Consider the random variable $X \sim {\text{Geo}}(p)$.

(a)     State ${\text{P}}(X < 4)$.

(b)     Show that the probability generating function for X is given by ${G_X}(t) = \frac{{pt}}{{1 - qt}}$, where $q = 1 - p$.

Let the random variable $Y = 2X$.

(c)     (i)     Show that the probability generating function for Y is given by ${G_Y}(t) = {G_X}({t^2})$.

          (ii)     By considering ${G'_Y}(1)$, show that ${\text{E}}(Y) = 2{\text{E}}(X)$.
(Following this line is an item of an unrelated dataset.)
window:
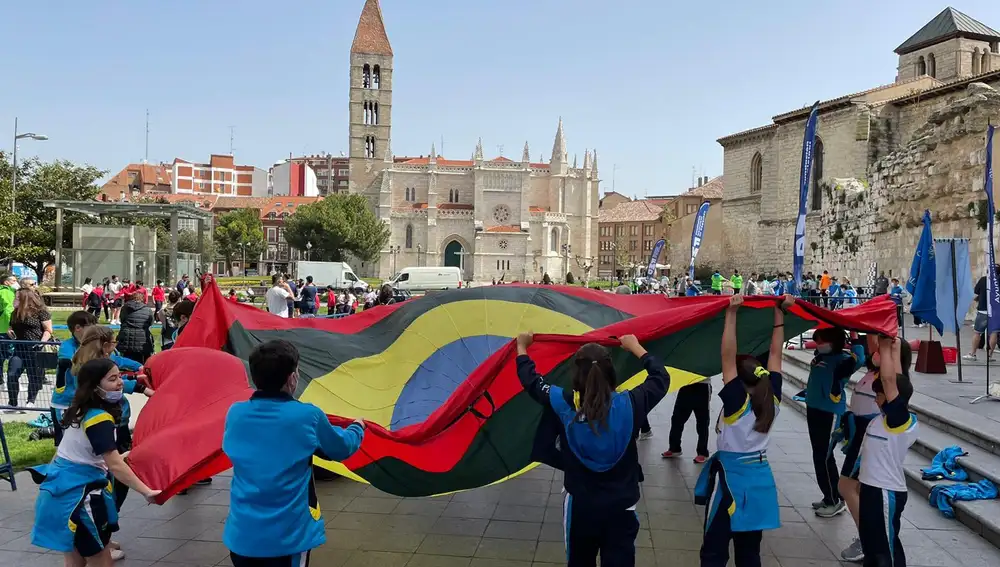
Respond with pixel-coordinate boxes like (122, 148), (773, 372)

Let the random variable $W = 2X + 1$.

(d)     (i)     Find the probability generating function for W in terms of the probability generating function of Y.

          (ii)     Hence, show that ${\text{E}}(W) = 2{\text{E}}(X) + 1$.
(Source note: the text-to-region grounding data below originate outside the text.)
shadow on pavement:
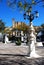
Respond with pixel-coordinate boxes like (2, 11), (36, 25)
(0, 54), (27, 56)
(0, 54), (44, 65)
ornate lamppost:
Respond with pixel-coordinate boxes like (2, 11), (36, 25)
(24, 8), (40, 57)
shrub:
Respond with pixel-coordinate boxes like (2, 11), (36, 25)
(16, 39), (21, 45)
(a)     use of ${\text{P}}(X = n) = p{q^{n - 1}}{\text{ }}(q = 1 - p)$     (M1)

${\text{P}}(X < 4) = p + pq + p{q^2}{\text{ }}\left( { = 1 - {q^3}} \right){\text{ }}\left( { = 1 - {{(1 - p)}^3}} \right){\text{ }}( = 3p - 3{p^2} + {p^3})$     A1

[2 marks]

(b)   ${G_X}(t) = {\text{P}}(X = 1)t + {\text{P}}(X = 2){t^2} +  \ldots$     (M1)
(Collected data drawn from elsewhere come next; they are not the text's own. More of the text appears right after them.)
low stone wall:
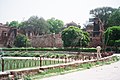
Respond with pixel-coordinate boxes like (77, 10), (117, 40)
(10, 67), (40, 76)
(40, 55), (113, 71)
(0, 72), (10, 80)
(0, 67), (41, 80)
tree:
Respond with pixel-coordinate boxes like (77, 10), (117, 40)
(9, 21), (19, 27)
(104, 26), (120, 51)
(5, 22), (9, 26)
(47, 17), (64, 34)
(114, 40), (120, 52)
(90, 7), (117, 29)
(19, 16), (50, 35)
(62, 26), (82, 47)
(62, 26), (90, 47)
(18, 21), (29, 34)
(14, 34), (31, 47)
(82, 32), (90, 47)
(108, 8), (120, 27)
$= pt + pq{t^2} + p{q^2}{t^3} +  \ldots$     A1

summing an infinite geometric series     M1

$= \frac{{pt}}{{1 - qt}}$     AG

[3 marks]

(c)     (i)     EITHER

          ${G_Y}(t) = {\text{P}}(Y = 1)t + {\text{P}}(Y = 2){t^2} +  \ldots$     A1

          $= 0 \times t + {\text{P}}(X = 1){t^2} + 0 \times {t^3} + {\text{P}}(X = 2){t^4} +  \ldots$     M1A1

          $= {G_X}({t^2})$     AG

          OR

          ${G_Y}(t) = E({t^Y}) = E({t^{2X}})$     M1A1

          $= E\left( {{{({t^2})}^X}} \right)$     A1

          $= {G_X}({t^2})$     AG

          (ii)     ${\text{E}}(Y) = {G'_Y}(1)$     A1

          EITHER

          $= 2t{G'_X}({t^2})$ evaluated at $t = 1$     M1A1

          $= 2{\text{E}}(X)$     AG

          OR

          $= \frac{{\text{d}}}{{{\text{d}}x}}\left( {\frac{{p{t^2}}}{{(1 - q{t^2})}}} \right) = \frac{{2pt(1 - q{t^2}) + 2pq{t^3}}}{{{{(1 - q{t^2})}^2}}}$ evaluated at $t = 1$     A1

          $= 2 \times \frac{{p(1 - qt) + pqt}}{{{{(1 - qt)}^2}}}$ evaluated at $t = 1{\text{ (or }}\frac{2}{p})$     A1

          $= 2{\text{E}}(X)$     AG

[6 marks]

(d)     (i)     ${G_W}(t) = t{G_Y}(t)$ (or equivalent)     A2

          (ii)     attempt to evaluate ${G'_W}(t)$     M1

          EITHER

          obtain $1 \times {G_Y}(t) + t \times {G'_Y}(t)$     A1

          substitute $t = 1$ to obtain $1 \times 1 + 1 \times {G'_Y}(1)$     A1

          OR

          $= \frac{{\text{d}}}{{{\text{d}}x}}\left( {\frac{{p{t^3}}}{{(1 - q{t^2})}}} \right) = \frac{{3p{t^2}(1 - q{t^2}) + 2pq{t^4}}}{{{{(1 - q{t^2})}^2}}}$     A1

          substitute $t = 1$ to obtain $1 + \frac{2}{p}$     A1

          $= 1 + 2{\text{E}}(X)$     AG

[5 marks]

Total [16 marks]